Like Paddy’s, Mina’s roots are Glasgow Irish Catholic. Her father, James, escaped anti-Catholic discrimination by educating himself as an engineer and moving his family all over the world as he rode the crest of the new oil prosperity.
Also like Paddy, Mina was a rebel. In the late 1980s she had a Mohawk and piercings and, though she received a law degree, decided not to finish the subsequent training and dropped out. Working in a bar frequented by drunken journalists, she gathered material for her future novels.
Still ambivalent about a law career, she studied for a doctorate in law and psychiatry and won a grant for a thesis proposal on “differential ascription to male and female offenders.” But reading the work of the French deconstructionist Jacques Derrida taught her how subjective language was. She realized that her ideas would reach a wider audience if they were in a story.

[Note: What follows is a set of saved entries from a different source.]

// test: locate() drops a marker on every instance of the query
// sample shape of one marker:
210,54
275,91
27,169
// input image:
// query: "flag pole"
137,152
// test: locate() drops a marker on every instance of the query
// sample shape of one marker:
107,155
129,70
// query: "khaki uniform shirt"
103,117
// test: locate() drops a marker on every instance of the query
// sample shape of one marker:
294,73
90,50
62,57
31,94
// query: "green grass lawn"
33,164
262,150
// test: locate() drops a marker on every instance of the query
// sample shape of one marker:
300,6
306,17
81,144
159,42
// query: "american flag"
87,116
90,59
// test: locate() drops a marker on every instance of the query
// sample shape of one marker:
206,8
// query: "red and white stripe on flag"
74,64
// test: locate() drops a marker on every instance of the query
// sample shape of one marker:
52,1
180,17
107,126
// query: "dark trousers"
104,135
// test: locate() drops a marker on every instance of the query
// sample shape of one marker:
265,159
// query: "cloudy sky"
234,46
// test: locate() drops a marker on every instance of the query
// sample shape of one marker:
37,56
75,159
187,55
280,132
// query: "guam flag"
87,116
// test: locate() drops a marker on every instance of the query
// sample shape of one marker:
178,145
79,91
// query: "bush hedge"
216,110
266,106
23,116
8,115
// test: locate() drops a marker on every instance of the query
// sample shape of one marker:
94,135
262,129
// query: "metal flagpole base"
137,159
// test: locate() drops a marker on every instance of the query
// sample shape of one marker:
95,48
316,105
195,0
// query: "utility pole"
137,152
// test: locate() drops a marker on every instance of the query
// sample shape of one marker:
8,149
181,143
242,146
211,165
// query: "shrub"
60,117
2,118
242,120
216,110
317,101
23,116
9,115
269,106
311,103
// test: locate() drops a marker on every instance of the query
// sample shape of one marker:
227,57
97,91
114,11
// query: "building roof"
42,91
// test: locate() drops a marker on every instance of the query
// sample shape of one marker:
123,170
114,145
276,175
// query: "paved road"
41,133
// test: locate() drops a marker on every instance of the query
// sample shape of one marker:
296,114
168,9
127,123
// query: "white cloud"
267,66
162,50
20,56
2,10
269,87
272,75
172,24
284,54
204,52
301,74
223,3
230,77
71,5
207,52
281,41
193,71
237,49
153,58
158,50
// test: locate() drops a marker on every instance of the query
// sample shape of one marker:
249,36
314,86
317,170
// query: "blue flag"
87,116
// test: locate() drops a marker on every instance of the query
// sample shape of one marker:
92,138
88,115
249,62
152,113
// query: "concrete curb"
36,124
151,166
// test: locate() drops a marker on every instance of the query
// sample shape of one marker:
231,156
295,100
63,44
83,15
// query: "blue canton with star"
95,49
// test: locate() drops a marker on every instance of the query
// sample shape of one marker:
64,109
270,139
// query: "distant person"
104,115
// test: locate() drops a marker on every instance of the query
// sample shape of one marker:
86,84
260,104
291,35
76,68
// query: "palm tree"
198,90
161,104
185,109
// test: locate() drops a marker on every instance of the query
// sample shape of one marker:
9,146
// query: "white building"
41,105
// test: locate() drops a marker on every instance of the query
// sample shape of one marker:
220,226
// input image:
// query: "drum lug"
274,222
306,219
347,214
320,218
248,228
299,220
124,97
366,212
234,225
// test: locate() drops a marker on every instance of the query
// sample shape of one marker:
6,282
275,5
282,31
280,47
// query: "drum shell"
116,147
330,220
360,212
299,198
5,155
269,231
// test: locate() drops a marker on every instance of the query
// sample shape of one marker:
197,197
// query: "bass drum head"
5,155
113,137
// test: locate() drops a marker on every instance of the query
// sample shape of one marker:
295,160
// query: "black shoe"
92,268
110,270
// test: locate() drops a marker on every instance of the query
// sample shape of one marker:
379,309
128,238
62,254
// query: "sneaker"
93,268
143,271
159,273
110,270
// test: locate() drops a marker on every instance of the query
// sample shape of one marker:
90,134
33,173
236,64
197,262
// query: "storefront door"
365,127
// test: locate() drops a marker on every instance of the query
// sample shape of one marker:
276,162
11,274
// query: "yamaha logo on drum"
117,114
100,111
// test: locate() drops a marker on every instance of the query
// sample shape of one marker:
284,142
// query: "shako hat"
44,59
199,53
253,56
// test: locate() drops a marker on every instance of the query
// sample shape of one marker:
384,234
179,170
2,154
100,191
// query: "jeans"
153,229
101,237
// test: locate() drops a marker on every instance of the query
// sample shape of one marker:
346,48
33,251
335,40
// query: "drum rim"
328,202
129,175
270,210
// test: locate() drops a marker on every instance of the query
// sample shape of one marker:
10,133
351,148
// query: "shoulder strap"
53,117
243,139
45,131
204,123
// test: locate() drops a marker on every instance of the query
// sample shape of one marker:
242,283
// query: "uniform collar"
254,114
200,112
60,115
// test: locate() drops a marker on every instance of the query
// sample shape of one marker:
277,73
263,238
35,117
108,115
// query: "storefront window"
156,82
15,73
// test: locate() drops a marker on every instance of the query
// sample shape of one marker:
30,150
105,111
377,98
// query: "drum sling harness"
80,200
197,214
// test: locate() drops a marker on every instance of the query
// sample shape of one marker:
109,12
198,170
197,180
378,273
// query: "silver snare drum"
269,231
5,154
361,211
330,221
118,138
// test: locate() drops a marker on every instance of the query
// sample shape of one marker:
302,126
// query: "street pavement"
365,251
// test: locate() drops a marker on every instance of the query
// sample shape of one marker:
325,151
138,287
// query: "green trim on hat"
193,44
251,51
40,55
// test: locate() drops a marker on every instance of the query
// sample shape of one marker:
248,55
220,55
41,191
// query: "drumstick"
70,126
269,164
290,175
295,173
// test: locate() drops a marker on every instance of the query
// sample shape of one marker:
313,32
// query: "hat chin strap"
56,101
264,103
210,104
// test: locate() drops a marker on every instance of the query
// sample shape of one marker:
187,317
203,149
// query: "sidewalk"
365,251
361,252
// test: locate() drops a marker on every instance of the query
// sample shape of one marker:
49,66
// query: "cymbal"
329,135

So, she said, “I used my grant money to write a novel,” Garnethill, published in 1998.
For 10 years Mina has lived with a forensic psychologist; she won’t name him because he works with violent offenders. They have two children: Fergus, 2 1/2, and Owen, 11 months. “I’m terrified to get married,” Mina said. “I’m not getting married till my gay friends can.”
She is currently in the middle of writing 13 episodes of the DC Comics series Hellblazer. Her story is called Empathy Is the Enemy. “I’m interested in other forms of narrative,” she said, explaining that she is drawn to the dark themes of comics because she is melancholy, and because she likes to tell the kinds of tales that have not been told. “I am interested in the way stories define a life.”
Mina intends to make her Paddy novels a history of modern journalism. In the first, Field of Blood, the reporters are rough and self-educated. “Journalism is a Darwinian process,” she said, though “newspapers are a work of art.” The chief editor, Farquarson, known as the Beast Master, does his job while drunk. Meanwhile, the top reporter, JT, would “sell his mammy for a story,” Mina said. The sportswriters make up stories because “there is never enough news.”
But in The Dead Hour, journalism has changed. Farquarson is fired and the smooth, educated Ramage is hired to take the paper down-market and raise circulation. Ramage gets rid of the old gang, cuts expenses and demands increased productivity. He creates new columns, which guarantee copy and cost fewer man-hours to write.
In the third Paddy novel, Mina said, her heroine becomes a columnist. A typically discontented journalist, Paddy hates it.
“To have a very strong opinion all the time is corrosive to a person’s intellect,” Mina said. “It becomes your default position. It means that she can’t weigh anything properly. This book is her search for something she really does believe in.”